My idea is to fetch the 'Material' on the webpage which is inside the Innertext after tag. The id number changes from one page to page (sometimes ).
Here is the structure of the website:
<div style="position:relative;">
<div></div>
<table id="list-table" width="100%" tabindex="1" cellspacing="0" cellpadding="0" border="0" role="grid" aria-multiselectable="false" aria-labelledby="gbox_list-table" class="ui-jqgrid-btable" style="width: 930px;">
<tbody>
<tr class="jqgfirstrow" role="row" style="height:auto">
<td ...</td>
<td ...</td>
</tr>
<tr role="row" id="1" tabindex="-1" class="ui-widget-content jqgrow ui-row-ltr">
<td ...</td>
<td ...</td>
</tr>
<tr role="row" id="2" tabindex="-1" class="ui-widget-content jqgrow ui-row-ltr">
<td ...</td>
<td ...</td>
</tr>
<tr role="row" id="3" tabindex="-1" class="ui-widget-content jqgrow ui-row-ltr">
<td ...</td>
<td ...</td>
</tr>
<tr role="row" id="4" tabindex="-1" class="ui-widget-content jqgrow ui-row-ltr">
<td ...</td>
<td ...</td>
</tr>
<tr role="row" id="5" tabindex="-1" class="ui-widget-content jqgrow ui-row-ltr">
<td ...</td>
<td ...</td>
</tr>
<tr role="row" id="6" tabindex="-1" class="ui-widget-content jqgrow ui-row-ltr">
<td ...</td>
<td ...</td>
</tr>
<tr role="row" id="7" tabindex="-1" class="ui-widget-content jqgrow ui-row-ltr">
<td role="gridcell" style="padding-left:10px" title="Material" aria-describedby="list-table_">Material</td>
<td role="gridcell" style="" title="600D polyester." aria-describedby="list-table_">600D polyester.</td>
</tr>
<tr ...>
</tr>
</tbody>
</table> </div>
I would like to get "600D Polyester" as a result.
My (not working) code snippet is as is:
Sub ParseMaterial()
Dim Cell As Integer
Dim ItemNbr As String
Dim AElement As Object
Dim AElements As IHTMLElementCollection
Dim IE As MSXML2.XMLHTTP60
Set IE = New MSXML2.XMLHTTP60
Dim HTMLDoc As MSHTML.HTMLDocument
Dim HTMLBody As MSHTML.HTMLBody
Set HTMLDoc = New MSHTML.HTMLDocument
Set HTMLBody = HTMLDoc.body
For Cell = 1 To 5 'I iterate through the file row by row
ItemNbr = Cells(Cell, 3).Value 'ItemNbr isin the 3rd Column of my spreadsheet
IE.Open "GET", "http://www.example.com/?item=" & ItemNbr, False
IE.send
While IE.ReadyState <> 4
DoEvents
Wend
HTMLBody.innerHTML = IE.responseText
Set AElements = HTMLDoc.getElementById("list-table").getElementsByTagName("tr")
For Each AElement In AElements
If AElement.Title = "Material" Then
Cells(Cell, 14) = AElement.nextNode.value 'I write the material in the 14th column
End If
Next AElement
Application.Wait (Now + TimeValue("0:00:2"))
Next Cell
Thanks for your help !
解决方案 Just a couple things that hopefully will get you in the right direction:
clean up a bit: remove the readystate property testing loop.
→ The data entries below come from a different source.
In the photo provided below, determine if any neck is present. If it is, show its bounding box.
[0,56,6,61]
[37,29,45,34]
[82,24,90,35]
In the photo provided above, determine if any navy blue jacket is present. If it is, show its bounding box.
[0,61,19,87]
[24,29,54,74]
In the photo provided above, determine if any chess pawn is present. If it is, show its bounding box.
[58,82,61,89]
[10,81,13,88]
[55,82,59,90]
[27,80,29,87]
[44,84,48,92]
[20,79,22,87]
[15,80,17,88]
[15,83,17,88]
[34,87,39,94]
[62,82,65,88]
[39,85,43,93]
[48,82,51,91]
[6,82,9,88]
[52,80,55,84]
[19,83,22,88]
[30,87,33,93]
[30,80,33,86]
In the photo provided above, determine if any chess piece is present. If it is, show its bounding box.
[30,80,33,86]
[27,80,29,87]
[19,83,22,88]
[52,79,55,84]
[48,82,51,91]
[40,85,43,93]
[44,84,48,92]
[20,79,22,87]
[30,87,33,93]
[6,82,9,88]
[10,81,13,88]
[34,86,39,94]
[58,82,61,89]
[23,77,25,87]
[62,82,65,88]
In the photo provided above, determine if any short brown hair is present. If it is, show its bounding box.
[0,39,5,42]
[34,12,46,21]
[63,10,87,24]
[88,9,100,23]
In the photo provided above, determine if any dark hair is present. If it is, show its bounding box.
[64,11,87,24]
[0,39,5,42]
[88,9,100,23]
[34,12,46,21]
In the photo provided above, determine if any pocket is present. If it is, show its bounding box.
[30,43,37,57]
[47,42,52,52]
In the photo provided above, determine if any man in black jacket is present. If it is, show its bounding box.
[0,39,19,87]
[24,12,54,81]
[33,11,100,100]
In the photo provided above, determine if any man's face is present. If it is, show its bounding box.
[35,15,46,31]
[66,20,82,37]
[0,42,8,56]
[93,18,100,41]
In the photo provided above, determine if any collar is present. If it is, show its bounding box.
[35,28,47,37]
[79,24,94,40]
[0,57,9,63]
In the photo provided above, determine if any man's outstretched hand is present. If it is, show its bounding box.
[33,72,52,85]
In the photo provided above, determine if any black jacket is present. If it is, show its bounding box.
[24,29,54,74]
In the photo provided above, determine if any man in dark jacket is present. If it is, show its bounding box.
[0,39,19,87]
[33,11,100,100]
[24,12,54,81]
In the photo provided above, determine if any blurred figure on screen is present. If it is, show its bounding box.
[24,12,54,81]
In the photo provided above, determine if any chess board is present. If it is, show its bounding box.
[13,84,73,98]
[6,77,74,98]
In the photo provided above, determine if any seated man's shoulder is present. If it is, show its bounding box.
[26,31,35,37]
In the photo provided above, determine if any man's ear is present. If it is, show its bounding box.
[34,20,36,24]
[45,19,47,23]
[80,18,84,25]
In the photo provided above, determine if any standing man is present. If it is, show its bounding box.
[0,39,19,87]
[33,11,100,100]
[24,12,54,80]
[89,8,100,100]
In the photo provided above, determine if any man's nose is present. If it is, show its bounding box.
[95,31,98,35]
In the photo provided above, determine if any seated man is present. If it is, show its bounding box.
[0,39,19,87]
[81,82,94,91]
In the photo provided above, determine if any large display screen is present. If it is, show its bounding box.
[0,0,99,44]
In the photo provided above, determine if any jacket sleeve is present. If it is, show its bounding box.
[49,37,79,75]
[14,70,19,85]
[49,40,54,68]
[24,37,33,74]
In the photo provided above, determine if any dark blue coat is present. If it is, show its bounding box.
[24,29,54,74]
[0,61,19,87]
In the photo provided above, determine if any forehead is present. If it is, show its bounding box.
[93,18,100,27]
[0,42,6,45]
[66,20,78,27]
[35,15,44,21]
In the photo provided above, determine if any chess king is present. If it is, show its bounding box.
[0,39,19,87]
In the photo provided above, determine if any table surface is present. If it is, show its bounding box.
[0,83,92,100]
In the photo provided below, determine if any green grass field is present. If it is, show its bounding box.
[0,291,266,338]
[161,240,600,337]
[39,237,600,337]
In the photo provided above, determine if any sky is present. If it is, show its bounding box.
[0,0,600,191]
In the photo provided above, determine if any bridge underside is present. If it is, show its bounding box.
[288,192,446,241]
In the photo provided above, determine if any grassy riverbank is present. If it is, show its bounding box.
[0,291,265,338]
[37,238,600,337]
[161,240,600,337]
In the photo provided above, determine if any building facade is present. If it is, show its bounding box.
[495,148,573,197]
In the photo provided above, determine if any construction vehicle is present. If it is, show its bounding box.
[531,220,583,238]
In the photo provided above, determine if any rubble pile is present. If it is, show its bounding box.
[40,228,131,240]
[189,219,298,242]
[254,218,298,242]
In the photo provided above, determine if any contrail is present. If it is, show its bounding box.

The value returned by the readystate property will never change in this context - code will pause after the send instruction, to resume only once the server response is received, or has failed to do so. The readystate property will be set accordingly, and the code will resume execution. You should still test for the ready state, but the loop is just unnecessary
target the right HTML elements: you are searching through the tr elements - while the logic of how you use these elements in your code actually looks to point to td elements
make sure the properties are actually available for the objects you are using them on: to help you with this, try and declare all your variable as specific objects instead of the generic Object. This will activate intellisense. If you have a difficult time finding the actual name of your object as defined in the relevant library in a first place, declare it as the generic Object, run your code, and then inspect the type of the object - by printing typename(your_object) to the debug window for instance. This should put you on your way
I have also included some code below that may help. If you still can't get this to work and you can share your urls - plz do that.
Sub getInfoWeb()
Dim cell As Integer
Dim xhr As MSXML2.XMLHTTP60
Dim doc As MSHTML.HTMLDocument
Dim table As MSHTML.HTMLTable
Dim tableCells As MSHTML.IHTMLElementCollection
Set xhr = New MSXML2.XMLHTTP60
For cell = 1 To 5
ItemNbr = Cells(cell, 3).Value
With xhr
.Open "GET", "http://www.example.com/?item=" & ItemNbr, False
.send
If .readyState = 4 And .Status = 200 Then
Set doc = New MSHTML.HTMLDocument
doc.body.innerHTML = .responseText
Else
MsgBox "Error" & vbNewLine & "Ready state: " & .readyState & _
vbNewLine & "HTTP request status: " & .Status
End If
End With
Set table = doc.getElementById("list-table")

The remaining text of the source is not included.